Commercial airliners flying over the Persian Gulf could be misidentified as military aircraft
The warning relayed by U.S. diplomatic posts from the Federal Aviation Administrationunderlined the risks the tensions pose to a region crucial to global air travel. It also came as Lloyd's of London warned of increasing risks to maritime shipping in the region.
This presents "an increasing inadvertent risk to U.S. civil aviation operations due to the potential for miscalculation or misidentification," the warning said. It also said aircraft could experience interference with its navigation instruments and communications jamming "with little to no warning."
The USS Abraham Lincoln and its carrier strike group have yet to reach the Strait of Hormuz, the narrow mouth of the Persian Gulf through which a third of all oil traded at sea passes. A Revolutionary Guard deputy has warned that any armed conflict would affect the global energy market.
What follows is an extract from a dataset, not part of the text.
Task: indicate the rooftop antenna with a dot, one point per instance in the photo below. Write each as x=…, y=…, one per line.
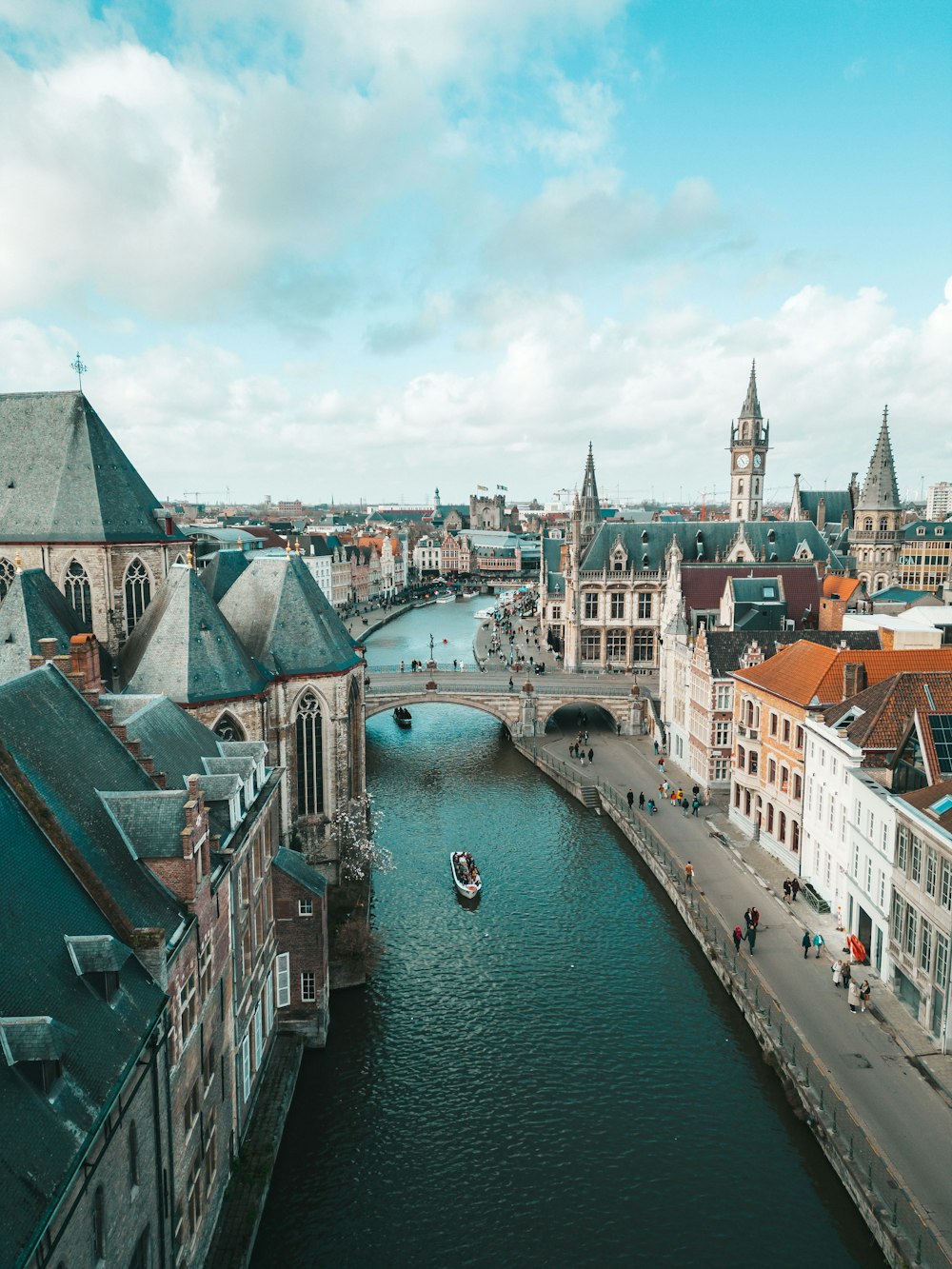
x=78, y=366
Iran long has threatened to be able to shut off the strait.
On Saturday, the island nation of Bahrain ordered its citizens out of Iraq and Iran over regional tensions. Meanwhile, oil giant ExxonMobil began evacuating staff from Basra, Iraq, where the U.S. Consulate has been closed for months following a rocket attack the U.S. blamed on Shiite militias backed by Iran, local authorities said.